Talking about the impact of art on the greater scope of society tends to lead to sweeping statements that are optimistic and vague. But as long as we were talking about a single scholarship and a single student, I was curious as to how these lofty ambitions would boil down to the micro level. How could the overwhelming “art and community” question be reduced to the day-to-day actions of a single recipient? “You are always giving back to the community if you’re producing,” said Ms. McMillan, “as long as what you produce is interesting.”

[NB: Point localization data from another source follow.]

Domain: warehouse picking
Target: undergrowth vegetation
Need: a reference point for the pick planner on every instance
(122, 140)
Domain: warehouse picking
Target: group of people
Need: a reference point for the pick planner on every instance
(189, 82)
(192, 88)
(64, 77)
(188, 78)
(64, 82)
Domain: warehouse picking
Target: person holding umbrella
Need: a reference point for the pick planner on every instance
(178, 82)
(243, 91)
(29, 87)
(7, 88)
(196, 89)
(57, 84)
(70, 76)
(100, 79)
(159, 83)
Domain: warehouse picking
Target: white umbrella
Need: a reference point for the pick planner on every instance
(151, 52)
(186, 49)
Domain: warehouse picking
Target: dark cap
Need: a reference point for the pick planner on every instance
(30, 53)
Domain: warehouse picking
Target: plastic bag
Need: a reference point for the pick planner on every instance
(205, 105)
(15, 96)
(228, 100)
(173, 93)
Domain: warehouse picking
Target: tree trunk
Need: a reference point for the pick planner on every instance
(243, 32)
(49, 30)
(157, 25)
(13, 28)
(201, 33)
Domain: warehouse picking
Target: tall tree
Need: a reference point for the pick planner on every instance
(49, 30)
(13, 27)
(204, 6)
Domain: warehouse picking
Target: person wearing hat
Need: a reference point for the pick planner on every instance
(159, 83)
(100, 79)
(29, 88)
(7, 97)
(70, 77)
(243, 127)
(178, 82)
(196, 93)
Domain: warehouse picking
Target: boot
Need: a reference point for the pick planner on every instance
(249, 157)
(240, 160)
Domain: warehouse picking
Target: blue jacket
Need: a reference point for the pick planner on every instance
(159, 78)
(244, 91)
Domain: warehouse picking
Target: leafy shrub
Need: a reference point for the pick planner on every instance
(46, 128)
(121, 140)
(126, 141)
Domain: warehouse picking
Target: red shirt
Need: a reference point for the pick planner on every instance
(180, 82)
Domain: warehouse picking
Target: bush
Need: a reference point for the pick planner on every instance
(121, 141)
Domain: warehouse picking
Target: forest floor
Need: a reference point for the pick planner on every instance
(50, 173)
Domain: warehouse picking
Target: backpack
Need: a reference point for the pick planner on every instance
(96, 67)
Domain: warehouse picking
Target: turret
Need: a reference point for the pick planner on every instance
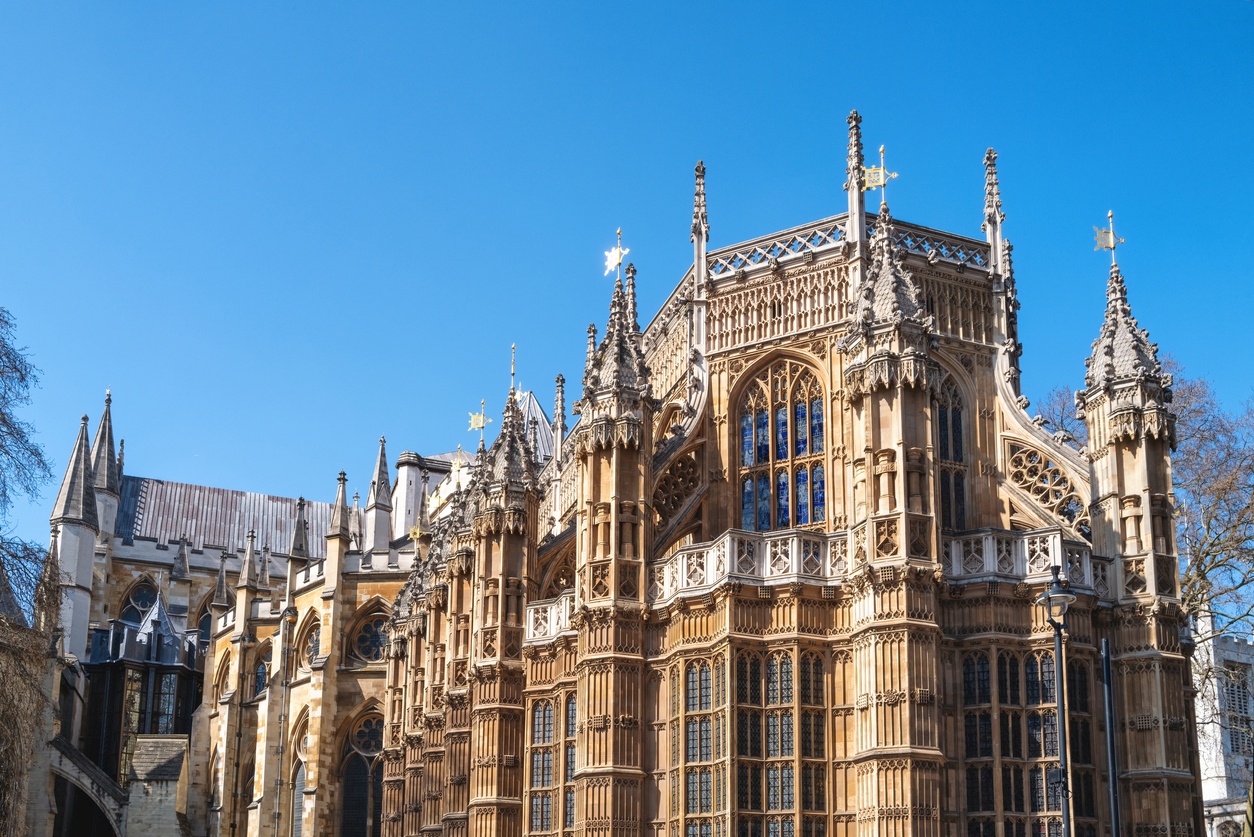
(339, 533)
(104, 466)
(1131, 434)
(379, 508)
(75, 521)
(855, 183)
(700, 266)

The relationship of the artist to his or her environment is not always a benign one, however, and often beset with antagonism. “The artist’s interests are often way ahead of what the general public is thinking,” remarked Kelley, pointing to Johns and de Kooning in the pages of The New York Times as an example. “Those guys are from our generation.” Much of the art of the ’50s and ’60s was a reaction against the drab, industrializing postwar America, and the need to react was impressed upon an entire generation of artists, musicians, and writers. Throughout the century and before it, some of the most exciting moments in art have emerged from a spirit of outcry. And that spirit has served as an agent of commonality among artists, bringing them together over a similar charge. What does the spirit of outcry look like today? “What have you seen the younger generation react against?” I asked. “And are they reacting together?”

Mr. Kelley again pointed to The New York Times. “It’s just amazing.” He shook his head in disappointment. “It’s all about money. And I think that’s what students are reacting to now.” What would Reba think about these prices? And about the art market? How could you formulate the question to someone who had believed that art and life were inseparable?

Ms. McMillan and Mr. Kelley, with the help of countless others, have assembled a catalogue and brief countenance of Reba Stewart’s life as a student, a teacher, an artist, and as a friend. There’s a chronology of her travel experiences, her influences, and the continual recurrence of turning points that helped shape the figure for whom the scholarship is named. They use the word “reminiscences.” “This scholarship represents the example of a woman,” said Mr. Kelley as we were finishing our visit.

Then, as a final thought, I asked them both how they saw the art student today in light of the voice of reaction that characterized Reba and the Beat community. “Nothing has changed,” said Mr. Kelley. Nothing has changed since Reba’s been away.